Also there from the octogenarian set was a founding member of the club from 1949, 81 years young, the #1 desert racing champion in 1960, and great-grandfather of four, who rides his 650 Triumph desert sled every week, along with his club member son who is the grandfather of the four. The old dude has gotten high every day of his adult life. If weed'll kill ya, it's takin' its own sweet time about it!

The SoCal hard partyin' desert-racin' lifestyle is not for the faint of heart. I suppose some would say not for the particularly intelligent either, but they'd be wrong.

It was a lovely evening so most of the party took place outdoors on Vivian's patio.This photo shows, l to r, Chris, Arnie's brother Howard, Vivian, Arnie opening presents whilst seated on the lowest chair he could find, and Jamie in the pink.
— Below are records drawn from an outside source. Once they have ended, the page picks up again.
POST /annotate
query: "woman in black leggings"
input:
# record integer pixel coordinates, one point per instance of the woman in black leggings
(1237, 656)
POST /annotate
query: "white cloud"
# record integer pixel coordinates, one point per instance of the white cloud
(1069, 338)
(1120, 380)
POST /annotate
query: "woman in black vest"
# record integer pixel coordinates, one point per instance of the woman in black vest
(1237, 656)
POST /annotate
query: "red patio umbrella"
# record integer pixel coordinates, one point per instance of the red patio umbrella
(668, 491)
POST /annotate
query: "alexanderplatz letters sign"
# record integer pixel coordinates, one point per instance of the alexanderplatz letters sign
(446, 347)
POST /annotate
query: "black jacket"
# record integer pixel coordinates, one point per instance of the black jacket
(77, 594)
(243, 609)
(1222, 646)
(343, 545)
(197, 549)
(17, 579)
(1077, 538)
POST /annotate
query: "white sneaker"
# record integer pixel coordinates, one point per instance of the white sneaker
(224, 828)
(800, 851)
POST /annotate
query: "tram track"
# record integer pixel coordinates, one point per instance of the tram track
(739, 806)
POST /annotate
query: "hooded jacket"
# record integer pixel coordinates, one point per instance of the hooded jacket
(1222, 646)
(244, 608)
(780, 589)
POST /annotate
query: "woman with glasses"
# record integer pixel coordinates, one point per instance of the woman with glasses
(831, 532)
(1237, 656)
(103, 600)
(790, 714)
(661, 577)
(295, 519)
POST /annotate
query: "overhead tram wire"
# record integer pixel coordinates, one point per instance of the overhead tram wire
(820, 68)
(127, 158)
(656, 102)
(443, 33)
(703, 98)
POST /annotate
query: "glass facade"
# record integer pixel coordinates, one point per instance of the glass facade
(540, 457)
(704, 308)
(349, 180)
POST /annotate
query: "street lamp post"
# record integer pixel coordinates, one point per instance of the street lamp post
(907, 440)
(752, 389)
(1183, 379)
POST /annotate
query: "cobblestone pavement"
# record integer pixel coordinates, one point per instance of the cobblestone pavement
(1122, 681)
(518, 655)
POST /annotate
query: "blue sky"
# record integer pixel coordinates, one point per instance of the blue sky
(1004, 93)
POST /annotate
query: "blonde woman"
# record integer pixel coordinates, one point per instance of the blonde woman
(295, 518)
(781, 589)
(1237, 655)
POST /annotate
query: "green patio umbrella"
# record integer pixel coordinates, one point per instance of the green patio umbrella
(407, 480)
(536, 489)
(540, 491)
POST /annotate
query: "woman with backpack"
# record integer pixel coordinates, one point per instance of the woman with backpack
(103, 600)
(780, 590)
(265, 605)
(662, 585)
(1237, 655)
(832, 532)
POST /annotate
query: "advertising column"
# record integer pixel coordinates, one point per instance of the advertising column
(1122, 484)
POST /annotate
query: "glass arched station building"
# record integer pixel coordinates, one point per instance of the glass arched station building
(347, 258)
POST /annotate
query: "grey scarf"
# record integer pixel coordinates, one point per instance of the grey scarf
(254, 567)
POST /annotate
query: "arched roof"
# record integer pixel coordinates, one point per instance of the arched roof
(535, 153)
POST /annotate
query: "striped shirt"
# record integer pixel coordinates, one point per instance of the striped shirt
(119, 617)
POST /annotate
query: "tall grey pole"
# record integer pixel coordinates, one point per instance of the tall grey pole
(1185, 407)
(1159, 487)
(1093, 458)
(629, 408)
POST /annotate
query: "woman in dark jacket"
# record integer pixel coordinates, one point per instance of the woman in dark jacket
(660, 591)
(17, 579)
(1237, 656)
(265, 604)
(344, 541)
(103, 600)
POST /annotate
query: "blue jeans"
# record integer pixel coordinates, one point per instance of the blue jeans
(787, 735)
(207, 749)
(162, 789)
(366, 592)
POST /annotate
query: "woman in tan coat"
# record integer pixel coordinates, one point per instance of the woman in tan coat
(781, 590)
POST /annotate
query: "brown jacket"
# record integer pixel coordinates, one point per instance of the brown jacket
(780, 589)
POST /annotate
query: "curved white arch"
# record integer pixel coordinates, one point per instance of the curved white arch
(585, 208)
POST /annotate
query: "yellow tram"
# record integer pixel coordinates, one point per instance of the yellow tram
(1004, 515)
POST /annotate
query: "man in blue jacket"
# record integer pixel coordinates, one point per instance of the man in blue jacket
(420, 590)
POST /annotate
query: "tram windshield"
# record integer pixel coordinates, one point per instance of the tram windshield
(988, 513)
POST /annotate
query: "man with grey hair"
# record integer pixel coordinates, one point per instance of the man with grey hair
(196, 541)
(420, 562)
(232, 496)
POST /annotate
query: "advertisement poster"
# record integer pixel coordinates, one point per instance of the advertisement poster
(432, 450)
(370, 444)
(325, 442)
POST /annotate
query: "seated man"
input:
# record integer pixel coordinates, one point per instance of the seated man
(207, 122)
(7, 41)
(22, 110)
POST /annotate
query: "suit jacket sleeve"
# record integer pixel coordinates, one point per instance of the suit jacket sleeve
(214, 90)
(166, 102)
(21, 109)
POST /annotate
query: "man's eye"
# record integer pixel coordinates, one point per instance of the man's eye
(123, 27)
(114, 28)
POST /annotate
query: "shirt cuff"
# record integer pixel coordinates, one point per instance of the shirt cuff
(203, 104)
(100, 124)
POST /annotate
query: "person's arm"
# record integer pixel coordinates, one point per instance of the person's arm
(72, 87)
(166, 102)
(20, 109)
Everybody trooped in to a huge flat screen TV and Dave put on the DVD. It played over and over all evening and was a big hit. Most of the folks at the party had been to that run and a lot of 'em were in the movie. Everybody had a great time of the "Look! There's _____ passed out under his bike!" variety. Toward the end of the movie, a young lady pulled down her top, exposing a little slice of heaven. Actually, it wasn't 'little' at all, a honkin' great boobie! This may have been in response to the 'Show yer tits!' sign I had hanging around my neck. Anyway, one guy actually said her name and nobody believed it. Determined to get to the bottom of this, and not minding a little hard work, a small band of guys watched the scene over and over, trying to figure out who it was. They finally did, believe it or not, by her smile. Turns out it was Jamie, in the photo above, who when they told her, promptly grinned and did it again! As a compliment to a pretty lady in her '50s, I must say gravity has ignored her so far!

Another reason I'm glad I gave the DVD to Dave was I knew he could keep control of it and not 'lose' it, and he's going to have to do just that. Everybody wants a copy, and they know there are more to come.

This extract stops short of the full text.